Lorsque l'éditeur Ubisoft dévoila en mai 2017 le cinquième volet de sa franchise Far Cry avec une première image mettant en scène les personnages de cet opus disposés comme le Christ lors de son repas de la Cène, il n'en fallait pas plus à l'extrême droite américaine, notamment incarnée par les mouvements suprémacistes blancs, pour qu'elle sorte de ses gonds et appelle au boycott du jeu et de l'éditeur. Mais il faut toujours savoir raison garder comme dit le proverbe. Car qui pouvait croire un seul instant qu'un si gros éditeur irait prendre le risque de se lancer dans l'aventure de la création d'un titre AAA qui serait critique envers la religion, un terrain politique et social particulièrement miné ? Ubisoft n'y avait aucun intérêt, et il n'y avait de toute façon que des coups à prendre dans une entreprise aussi suicidaire.
En réalité, loin de toute considération religieuse, c'est avant tout des souvenirs lointains -d'enfance- qui dessinent les contours du nouvel opus de la franchise. En l'occurence ceux du directeur créatif de Far Cry 5, Dan Hay, qui était déjà producteur du précédent volet. "Enfant, j''avais la chance de vivre à 400 miles à peine au Nord de la région dans laquelle nous avons imaginés le scénario de Far Cry 5. Mes souvenirs les plus chers de ces années sont faits de feux de camps flamboyants, de chevaux au galop et d'aventures, à l'ombre des Rocheuses" explique Dan Hay. Et d'ajouter : "Je me souviens de ce poids écrasant sur la poitrine, ce sentiment que les titans qu'étaient les Etats-Unis et l'ex-Union Soviétique pouvaient tout simplement entrer en éruption, et que cette tension croissante menaçait de transformer ce qui avait alors été jusque-là une Guerre Froide en catastrophe planétaire. [...] Cette peur palpable façonnait tous les aspects de nos vies : tandis que les films et la télévision clamaient l'apocalypse et la ruine, survivre et se préparer devenaient un langage à la mode".

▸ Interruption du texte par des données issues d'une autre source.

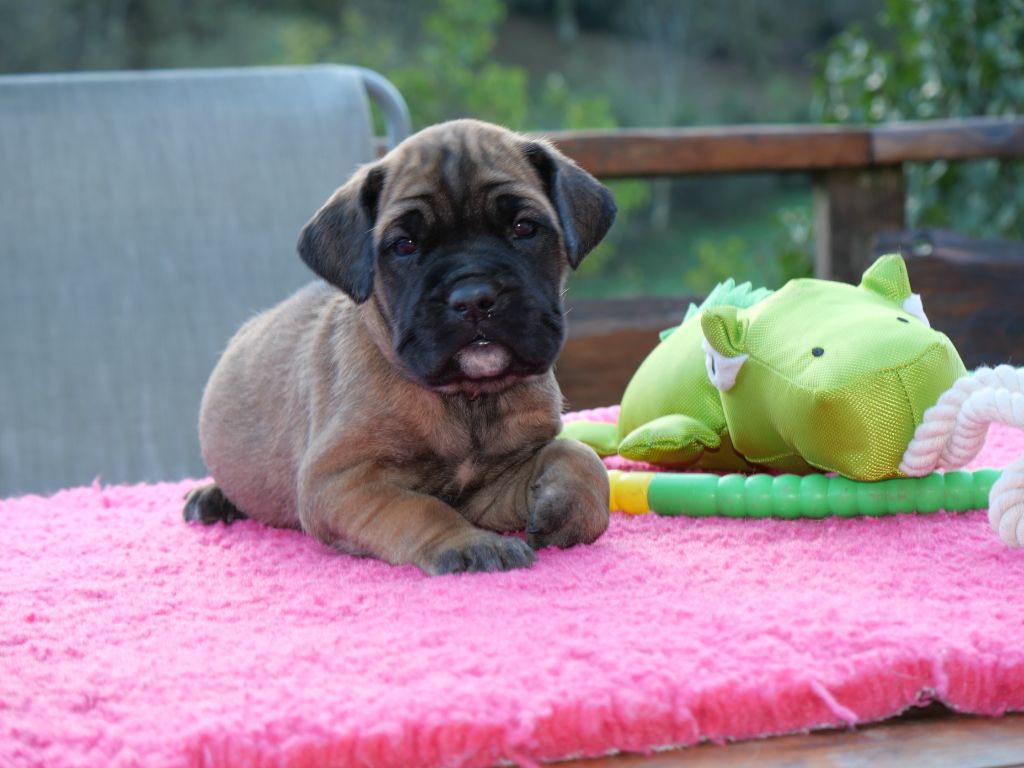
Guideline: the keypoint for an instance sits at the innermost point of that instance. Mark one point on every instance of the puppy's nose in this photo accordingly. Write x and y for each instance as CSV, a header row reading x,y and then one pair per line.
x,y
473,299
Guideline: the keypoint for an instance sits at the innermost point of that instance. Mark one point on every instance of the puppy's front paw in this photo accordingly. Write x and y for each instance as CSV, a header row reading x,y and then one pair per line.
x,y
482,552
567,497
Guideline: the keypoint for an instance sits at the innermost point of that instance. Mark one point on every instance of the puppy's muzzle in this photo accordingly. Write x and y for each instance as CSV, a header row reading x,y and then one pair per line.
x,y
473,300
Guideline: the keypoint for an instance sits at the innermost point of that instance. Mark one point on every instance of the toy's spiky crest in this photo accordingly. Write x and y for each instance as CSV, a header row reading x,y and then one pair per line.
x,y
725,294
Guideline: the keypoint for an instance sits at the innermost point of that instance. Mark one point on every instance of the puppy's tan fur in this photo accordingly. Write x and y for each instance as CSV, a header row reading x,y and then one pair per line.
x,y
309,420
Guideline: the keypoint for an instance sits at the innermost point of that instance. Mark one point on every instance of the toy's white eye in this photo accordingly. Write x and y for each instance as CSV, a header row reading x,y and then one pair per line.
x,y
722,370
913,306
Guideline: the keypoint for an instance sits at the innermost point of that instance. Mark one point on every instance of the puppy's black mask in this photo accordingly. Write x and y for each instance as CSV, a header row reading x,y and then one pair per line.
x,y
462,238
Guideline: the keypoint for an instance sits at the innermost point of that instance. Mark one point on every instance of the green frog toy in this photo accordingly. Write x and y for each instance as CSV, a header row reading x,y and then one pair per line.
x,y
817,376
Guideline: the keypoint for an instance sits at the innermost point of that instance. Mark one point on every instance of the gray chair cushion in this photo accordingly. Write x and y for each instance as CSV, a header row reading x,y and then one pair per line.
x,y
143,217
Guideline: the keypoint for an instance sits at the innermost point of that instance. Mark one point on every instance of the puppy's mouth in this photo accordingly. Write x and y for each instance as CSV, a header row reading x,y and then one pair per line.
x,y
482,367
482,358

Bienvenue dans le Big Sky Country
Cette fois-ci, exit les îles paradisiaques et mortelles de Far Cry 3 et le pays fictif de Far Cry 4. Pour Far Cry 5, Ubisoft pose donc ses valises dans un cadre géographique bien réel, celui de l'Etat du Montana, le quatrième plus grand des Etats-Unis, surnommé le Big Sky Country. Une région notamment réputée pour ses somptueux paysages et ses adeptes survivalistes. C'est là, dans un cadre aussi spectaculaire que bucolique, mais dans un lieu néanmoins fictif du nom de Hope County, que l'éditeur déroule son histoire sur fond de secte apocalyptique du nom de Projet d'Eden's Gate.

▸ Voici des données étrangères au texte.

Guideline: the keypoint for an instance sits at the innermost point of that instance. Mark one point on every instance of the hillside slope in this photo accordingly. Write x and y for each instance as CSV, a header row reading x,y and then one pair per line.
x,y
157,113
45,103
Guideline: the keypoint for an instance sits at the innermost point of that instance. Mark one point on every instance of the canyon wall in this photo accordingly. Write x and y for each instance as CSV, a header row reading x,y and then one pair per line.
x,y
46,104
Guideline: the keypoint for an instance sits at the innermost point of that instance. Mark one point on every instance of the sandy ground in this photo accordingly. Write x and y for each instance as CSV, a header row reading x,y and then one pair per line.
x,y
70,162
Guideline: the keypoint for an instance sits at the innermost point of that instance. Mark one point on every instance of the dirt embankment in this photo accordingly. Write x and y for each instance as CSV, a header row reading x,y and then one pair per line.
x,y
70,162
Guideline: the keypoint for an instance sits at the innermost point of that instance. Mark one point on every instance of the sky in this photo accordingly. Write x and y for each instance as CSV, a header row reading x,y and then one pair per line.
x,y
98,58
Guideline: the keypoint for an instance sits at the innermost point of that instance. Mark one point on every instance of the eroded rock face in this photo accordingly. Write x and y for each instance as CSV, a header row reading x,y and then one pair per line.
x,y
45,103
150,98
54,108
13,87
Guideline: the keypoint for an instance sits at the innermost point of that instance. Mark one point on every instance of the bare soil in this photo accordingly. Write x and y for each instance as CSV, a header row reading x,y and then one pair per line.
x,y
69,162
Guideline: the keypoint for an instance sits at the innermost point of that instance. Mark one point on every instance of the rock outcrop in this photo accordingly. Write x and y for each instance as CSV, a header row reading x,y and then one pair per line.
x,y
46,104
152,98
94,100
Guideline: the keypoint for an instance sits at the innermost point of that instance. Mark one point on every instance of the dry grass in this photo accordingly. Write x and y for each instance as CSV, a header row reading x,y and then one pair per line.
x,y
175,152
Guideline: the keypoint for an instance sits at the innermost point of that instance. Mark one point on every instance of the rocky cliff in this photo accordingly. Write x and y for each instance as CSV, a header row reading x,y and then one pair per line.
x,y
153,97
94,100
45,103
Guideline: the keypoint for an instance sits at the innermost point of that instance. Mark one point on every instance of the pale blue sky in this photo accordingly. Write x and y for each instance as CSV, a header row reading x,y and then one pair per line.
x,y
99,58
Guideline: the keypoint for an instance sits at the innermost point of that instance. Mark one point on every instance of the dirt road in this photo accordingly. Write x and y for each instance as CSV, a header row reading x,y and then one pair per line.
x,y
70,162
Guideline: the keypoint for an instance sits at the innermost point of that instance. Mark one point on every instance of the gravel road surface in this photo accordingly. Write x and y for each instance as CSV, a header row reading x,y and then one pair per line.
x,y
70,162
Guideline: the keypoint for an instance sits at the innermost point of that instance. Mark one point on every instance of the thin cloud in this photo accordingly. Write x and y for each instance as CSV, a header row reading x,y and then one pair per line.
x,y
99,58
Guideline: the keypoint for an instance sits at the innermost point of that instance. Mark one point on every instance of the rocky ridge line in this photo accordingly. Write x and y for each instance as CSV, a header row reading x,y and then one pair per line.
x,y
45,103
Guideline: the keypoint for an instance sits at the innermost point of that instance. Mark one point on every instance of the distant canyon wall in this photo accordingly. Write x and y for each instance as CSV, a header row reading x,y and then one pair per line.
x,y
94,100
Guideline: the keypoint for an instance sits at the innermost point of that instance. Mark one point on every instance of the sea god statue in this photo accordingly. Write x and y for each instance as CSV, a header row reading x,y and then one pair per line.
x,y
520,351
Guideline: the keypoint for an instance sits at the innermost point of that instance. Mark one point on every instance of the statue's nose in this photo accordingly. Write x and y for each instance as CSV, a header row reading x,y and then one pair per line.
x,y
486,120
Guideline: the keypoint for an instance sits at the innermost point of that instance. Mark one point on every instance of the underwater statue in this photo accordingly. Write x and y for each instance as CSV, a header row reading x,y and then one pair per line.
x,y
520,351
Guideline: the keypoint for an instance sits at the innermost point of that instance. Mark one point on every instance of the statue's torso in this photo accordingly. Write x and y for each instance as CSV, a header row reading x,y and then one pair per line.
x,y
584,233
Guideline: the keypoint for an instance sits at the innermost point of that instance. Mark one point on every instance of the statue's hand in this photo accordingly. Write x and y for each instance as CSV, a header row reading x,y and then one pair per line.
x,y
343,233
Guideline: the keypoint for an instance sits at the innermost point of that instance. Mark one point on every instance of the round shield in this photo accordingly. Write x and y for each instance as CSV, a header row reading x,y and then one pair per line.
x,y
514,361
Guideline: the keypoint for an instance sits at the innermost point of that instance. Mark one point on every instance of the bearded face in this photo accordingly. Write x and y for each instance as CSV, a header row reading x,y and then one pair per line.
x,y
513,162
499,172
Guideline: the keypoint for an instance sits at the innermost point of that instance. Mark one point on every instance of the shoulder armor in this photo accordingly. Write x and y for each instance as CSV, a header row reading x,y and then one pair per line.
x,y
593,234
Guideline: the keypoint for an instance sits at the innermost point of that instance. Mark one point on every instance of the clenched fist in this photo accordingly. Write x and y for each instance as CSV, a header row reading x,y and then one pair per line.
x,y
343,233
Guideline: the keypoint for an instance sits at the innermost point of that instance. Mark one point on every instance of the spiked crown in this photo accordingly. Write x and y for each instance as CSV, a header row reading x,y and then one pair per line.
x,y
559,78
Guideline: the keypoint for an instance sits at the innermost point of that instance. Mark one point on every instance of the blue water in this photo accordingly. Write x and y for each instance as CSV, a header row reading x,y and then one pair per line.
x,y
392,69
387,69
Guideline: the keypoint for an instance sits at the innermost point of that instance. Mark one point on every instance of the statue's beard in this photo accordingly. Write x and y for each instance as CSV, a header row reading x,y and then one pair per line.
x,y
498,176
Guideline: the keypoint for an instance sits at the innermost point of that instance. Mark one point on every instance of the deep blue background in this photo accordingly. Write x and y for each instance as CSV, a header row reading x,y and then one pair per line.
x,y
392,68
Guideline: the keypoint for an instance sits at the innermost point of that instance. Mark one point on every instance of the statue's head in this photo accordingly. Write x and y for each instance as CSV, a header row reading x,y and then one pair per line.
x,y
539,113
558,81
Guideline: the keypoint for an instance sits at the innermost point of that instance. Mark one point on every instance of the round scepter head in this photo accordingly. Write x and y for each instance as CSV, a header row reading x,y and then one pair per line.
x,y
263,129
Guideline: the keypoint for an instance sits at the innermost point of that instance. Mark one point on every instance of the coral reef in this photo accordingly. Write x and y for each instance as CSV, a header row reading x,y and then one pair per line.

Incarnant le shérif adjoint de Hope County, lancé dans une tentative d'arrestation avec un US Marshal du leader de cette secte répondant au nom de Joseph Seed ("Seed", comme une mauvaise graine...), l'opération d'exfiltration tourne rapidement au fiasco, puis au drame. Rescapé du crash de son hélicoptère et échappant à ses poursuivants, le joueur se lance alors à la fois dans une quête de survie et de libération de toute la région, qui vit dans la terreur de cette secte militarisée et apocalyptique. Une secte qui serait, au fond et pour situer un peu les choses, un croisement entre celle des Davidiens, du fameux "prophète" David Koresh (qui périra lors du siège de sa résidence située près de Waco, au Texas, en 1993), et The Church Universal and Triumphant, dont on découvrit en 1989 que sa chef, Elizabeth Prophet, avait faire construire des abris anti atomiques souterrains ainsi qu'acheté illégalement des armes à feu, pour se protéger dans la perspective d'une prochaine "guerre nucléaire"...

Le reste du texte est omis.